El suceso que todos los ocupantes de la nave esperaban desvió la curiosidad de Totmés y avivó una singular excitación en el ánimo de Epistemo, cuyos ojos estaban a punto de salirse de sus órbitas, ya enrojecidas por el vino.
Pero no apareció como se esperaba la rutilante majestad de Cleopatra. Sólo la discreta autoridad de Carmiana, cuyos rubios cabellos, insólitos en aquel apartado rincón del reino, destacaban corno un látigo formado por espigas de trigo que al ser zarandeadas por el viento flagelaban la negrura del crucero.
-Las diosas negras siguen acampadas en el camarote -exclamó Epistemo, incorporándose-. Tan amorosa es Cleopatra Séptima, que la tristeza no quiere apartarse de su lado.
A una indicación de Carmiana acudió el capitán de la guardia real, Apolodoro, que hasta entonces se limitaba a controlar las luctuosas evoluciones que los campesinos seguían efectuando en las orillas. Carmiana y el capitán intercambiaron unas palabras. Al poco, llegaron otros soldados. Custodiaban a un atleta de formidables proporciones, tanto más destacadas al presentarse en desnudez casi total. Pues sólo la disimulaba una escueta piel de leopardo a guisa de faldón, ajustado a su vez a los pétreos muslos. Una corona de mirto le rodeaba las sienes, contribuyendo a recrear la imagen de alguna alegoría mitológica.

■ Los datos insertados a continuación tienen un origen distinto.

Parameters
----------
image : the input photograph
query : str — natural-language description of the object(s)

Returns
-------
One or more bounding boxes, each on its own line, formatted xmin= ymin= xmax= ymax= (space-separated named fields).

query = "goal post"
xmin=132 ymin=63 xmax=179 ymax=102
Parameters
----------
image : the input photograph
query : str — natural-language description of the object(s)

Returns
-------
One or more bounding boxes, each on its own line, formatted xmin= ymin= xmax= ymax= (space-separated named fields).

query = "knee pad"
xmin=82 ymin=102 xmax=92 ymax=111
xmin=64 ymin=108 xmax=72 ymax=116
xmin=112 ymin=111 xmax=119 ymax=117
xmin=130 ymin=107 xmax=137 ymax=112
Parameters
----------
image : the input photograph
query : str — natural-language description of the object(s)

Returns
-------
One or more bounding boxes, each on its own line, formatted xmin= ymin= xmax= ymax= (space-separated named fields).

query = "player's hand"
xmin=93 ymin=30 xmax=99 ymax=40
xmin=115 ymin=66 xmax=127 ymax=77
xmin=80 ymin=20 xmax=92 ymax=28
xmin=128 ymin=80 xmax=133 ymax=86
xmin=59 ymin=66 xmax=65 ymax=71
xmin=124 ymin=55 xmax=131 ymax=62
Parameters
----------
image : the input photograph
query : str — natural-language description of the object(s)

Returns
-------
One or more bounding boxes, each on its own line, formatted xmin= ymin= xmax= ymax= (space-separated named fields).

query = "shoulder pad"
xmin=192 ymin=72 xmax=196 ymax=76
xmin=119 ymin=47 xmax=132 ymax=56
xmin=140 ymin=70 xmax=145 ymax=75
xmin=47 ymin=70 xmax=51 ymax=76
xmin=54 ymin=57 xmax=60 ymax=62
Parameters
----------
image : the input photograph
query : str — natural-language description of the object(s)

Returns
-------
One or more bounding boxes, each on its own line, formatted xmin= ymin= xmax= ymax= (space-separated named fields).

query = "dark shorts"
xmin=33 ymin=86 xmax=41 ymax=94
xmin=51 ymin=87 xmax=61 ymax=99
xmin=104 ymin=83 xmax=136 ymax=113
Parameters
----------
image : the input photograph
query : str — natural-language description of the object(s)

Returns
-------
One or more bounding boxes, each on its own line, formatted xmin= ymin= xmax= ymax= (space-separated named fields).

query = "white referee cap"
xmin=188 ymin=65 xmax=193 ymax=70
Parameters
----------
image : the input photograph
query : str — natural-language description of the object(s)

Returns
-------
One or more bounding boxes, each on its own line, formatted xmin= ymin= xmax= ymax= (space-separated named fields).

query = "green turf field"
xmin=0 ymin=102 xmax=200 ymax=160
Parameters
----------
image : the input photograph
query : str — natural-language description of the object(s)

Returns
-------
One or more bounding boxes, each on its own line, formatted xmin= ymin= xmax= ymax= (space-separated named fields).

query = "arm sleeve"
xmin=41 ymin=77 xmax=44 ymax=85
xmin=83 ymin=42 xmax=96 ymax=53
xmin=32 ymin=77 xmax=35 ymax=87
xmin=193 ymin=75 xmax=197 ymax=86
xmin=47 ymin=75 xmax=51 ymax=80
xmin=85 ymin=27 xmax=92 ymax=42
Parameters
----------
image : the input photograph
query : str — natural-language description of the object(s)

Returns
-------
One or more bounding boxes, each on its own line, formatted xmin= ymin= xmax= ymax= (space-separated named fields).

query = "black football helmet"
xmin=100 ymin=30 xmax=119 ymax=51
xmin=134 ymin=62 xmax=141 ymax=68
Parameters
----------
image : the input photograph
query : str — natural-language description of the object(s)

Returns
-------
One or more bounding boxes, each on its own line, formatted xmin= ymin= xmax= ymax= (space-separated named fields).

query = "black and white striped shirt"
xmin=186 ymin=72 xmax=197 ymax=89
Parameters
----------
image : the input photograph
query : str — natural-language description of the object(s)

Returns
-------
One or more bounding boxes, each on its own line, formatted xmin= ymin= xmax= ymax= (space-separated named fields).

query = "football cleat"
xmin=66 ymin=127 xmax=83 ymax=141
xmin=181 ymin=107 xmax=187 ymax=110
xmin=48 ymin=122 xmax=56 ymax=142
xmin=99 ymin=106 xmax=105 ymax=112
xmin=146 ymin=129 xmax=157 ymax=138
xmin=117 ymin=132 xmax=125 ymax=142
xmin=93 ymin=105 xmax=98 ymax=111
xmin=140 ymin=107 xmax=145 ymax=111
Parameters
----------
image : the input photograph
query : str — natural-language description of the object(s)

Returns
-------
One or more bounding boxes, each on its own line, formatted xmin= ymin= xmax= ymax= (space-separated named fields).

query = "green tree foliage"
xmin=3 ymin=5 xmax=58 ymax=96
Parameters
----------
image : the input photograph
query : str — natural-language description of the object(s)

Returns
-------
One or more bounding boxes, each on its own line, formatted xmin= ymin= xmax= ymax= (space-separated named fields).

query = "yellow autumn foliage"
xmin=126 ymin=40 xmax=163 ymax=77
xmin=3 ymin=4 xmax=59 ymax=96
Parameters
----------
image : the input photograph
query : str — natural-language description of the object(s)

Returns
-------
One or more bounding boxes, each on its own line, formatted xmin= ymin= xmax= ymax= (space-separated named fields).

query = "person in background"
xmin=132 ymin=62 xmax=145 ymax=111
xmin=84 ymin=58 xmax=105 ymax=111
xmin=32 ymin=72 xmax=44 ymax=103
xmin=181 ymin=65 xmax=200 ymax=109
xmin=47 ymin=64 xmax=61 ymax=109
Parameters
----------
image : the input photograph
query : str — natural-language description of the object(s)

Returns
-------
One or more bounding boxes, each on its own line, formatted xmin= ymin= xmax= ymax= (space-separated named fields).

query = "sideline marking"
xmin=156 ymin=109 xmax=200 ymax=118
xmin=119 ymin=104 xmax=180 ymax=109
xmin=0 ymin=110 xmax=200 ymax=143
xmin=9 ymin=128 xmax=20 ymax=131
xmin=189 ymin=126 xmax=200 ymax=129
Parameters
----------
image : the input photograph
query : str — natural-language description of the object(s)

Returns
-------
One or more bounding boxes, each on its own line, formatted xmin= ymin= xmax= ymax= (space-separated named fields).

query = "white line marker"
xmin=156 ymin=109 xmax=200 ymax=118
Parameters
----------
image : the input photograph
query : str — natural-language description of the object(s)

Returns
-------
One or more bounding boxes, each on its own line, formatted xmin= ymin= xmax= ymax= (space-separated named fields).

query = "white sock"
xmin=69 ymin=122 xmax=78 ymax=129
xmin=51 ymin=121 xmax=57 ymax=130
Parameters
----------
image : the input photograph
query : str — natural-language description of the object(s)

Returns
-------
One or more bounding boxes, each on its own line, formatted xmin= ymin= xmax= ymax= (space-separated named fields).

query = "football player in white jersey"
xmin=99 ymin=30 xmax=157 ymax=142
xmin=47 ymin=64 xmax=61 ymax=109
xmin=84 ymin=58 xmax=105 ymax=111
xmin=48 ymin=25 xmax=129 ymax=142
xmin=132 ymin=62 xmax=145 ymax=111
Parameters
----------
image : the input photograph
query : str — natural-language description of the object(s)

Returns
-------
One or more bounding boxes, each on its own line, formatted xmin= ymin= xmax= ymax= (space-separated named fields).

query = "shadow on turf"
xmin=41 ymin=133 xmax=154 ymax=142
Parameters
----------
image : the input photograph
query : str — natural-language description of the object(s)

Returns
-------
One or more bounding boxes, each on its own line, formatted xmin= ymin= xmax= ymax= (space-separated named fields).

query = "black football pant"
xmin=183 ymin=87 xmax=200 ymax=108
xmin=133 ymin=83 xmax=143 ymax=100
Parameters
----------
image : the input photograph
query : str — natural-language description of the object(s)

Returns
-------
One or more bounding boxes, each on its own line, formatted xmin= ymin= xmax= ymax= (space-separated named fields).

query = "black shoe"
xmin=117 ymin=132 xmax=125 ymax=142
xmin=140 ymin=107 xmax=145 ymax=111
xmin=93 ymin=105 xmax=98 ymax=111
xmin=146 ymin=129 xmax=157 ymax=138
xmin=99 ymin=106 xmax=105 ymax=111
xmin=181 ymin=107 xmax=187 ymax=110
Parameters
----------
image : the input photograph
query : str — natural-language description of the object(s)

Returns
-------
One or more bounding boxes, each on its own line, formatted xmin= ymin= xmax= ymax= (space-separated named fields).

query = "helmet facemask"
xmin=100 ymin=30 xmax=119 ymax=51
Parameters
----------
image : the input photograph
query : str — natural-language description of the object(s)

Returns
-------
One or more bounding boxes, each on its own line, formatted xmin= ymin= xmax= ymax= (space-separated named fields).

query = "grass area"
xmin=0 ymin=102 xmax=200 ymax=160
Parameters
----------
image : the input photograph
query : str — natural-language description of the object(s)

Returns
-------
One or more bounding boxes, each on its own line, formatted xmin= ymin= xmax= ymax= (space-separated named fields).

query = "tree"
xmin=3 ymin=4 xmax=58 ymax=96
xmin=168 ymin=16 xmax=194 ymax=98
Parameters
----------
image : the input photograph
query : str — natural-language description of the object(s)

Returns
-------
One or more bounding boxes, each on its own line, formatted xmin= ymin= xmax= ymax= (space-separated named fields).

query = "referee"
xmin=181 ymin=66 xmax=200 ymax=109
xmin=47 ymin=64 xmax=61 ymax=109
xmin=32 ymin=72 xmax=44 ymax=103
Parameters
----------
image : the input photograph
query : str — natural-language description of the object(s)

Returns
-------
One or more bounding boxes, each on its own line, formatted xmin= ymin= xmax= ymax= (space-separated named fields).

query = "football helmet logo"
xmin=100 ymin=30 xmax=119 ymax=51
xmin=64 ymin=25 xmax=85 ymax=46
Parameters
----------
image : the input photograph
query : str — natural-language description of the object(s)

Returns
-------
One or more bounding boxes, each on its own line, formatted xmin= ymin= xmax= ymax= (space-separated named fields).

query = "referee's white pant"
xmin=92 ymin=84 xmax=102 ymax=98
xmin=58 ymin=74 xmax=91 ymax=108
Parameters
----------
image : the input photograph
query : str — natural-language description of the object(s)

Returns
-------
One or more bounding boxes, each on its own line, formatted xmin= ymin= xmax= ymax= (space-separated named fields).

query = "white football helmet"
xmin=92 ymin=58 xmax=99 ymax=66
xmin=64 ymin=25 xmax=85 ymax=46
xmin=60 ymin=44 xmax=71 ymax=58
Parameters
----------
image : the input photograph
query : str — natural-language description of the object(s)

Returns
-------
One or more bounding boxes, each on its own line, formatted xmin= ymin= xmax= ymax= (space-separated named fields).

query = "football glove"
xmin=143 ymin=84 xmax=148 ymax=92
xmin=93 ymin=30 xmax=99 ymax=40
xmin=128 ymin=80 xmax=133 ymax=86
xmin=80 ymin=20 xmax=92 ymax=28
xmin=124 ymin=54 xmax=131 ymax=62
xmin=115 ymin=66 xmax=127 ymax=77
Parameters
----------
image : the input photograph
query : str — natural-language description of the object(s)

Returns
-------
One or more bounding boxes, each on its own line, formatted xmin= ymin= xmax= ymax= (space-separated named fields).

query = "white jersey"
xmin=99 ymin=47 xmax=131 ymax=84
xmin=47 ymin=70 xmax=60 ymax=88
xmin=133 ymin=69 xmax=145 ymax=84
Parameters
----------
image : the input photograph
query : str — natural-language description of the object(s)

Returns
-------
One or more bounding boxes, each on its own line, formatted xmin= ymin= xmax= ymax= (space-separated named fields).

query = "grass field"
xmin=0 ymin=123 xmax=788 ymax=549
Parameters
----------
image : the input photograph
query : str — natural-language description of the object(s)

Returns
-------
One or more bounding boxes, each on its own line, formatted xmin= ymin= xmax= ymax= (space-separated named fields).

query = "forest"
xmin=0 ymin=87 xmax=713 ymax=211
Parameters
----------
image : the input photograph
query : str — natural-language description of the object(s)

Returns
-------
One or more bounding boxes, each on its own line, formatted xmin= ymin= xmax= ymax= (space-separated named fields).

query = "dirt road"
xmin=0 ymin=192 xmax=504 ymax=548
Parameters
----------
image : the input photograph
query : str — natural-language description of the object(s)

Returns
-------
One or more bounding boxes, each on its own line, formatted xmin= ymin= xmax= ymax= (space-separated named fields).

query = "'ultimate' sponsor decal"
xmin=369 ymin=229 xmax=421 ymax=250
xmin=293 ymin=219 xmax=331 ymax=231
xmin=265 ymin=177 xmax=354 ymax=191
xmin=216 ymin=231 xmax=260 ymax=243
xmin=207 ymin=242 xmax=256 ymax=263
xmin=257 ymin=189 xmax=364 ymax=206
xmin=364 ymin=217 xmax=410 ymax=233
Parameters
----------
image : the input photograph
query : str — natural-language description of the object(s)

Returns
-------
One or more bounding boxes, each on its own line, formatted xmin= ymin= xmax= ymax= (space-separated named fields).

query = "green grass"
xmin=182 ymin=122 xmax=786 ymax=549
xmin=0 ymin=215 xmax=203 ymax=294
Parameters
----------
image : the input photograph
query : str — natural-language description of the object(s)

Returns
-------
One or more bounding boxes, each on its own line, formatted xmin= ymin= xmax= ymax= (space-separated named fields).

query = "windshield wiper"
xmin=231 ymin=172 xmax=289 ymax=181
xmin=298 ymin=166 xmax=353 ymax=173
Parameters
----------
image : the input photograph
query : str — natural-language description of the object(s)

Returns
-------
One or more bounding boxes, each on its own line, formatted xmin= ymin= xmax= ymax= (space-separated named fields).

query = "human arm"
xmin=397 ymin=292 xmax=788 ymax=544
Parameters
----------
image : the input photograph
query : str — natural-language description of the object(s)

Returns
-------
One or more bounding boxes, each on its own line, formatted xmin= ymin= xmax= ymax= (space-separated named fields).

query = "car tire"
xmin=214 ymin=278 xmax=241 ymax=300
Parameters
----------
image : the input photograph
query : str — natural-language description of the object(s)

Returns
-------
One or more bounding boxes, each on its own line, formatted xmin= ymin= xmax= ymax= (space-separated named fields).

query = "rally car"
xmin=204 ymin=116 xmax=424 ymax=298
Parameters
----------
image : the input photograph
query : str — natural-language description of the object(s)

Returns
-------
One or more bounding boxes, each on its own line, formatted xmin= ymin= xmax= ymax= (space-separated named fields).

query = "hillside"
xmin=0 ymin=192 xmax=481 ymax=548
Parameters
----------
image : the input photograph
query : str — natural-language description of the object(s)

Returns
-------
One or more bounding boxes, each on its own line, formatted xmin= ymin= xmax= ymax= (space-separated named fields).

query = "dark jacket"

-¿Otro Hércules, otro Baco u otro Tritón? -exclamó Epistemo, apurando su copa-. ¡A fe que no tuvo tantos atletas el Olimpo como los que van apareciendo en esta nave!
Y olímpico era en verdad el atleta. Tan descomunal se presentaba a los ojos de la corte que hubo quien calculó el precio que podría obtenerse por él en cualquier escuela de gladiadores. Sus músculos habíanse desarrollado hasta formar una imponente masa que dijérase cincelada en un montículo de basalto del Sinaí. Su cuerpo era un canto a la belleza.
Y Epistemo le dirigió una extraña mirada. Tal vez de odio.
-Sólo le falta vello en abundancia para recordar en todo a Marco Antonio. Aunque debo reconocer que estaba ya muy adiposo la última vez que le vi en las termas de la vía Canópica.
Totmés observaba con ostensible reprobación la desnudez del aleta y los escasos atributos con que le habían adornado. Supo que era un galeote que llevaba dos años cumpliendo condena en el vientre de la nave. Y lo imaginó aferrado al remo, maldiciendo su suerte minuto tras minuto, murmurando los que faltaban para el cumplimiento de su
condena... o acaso para la liberación suprema de la muerte.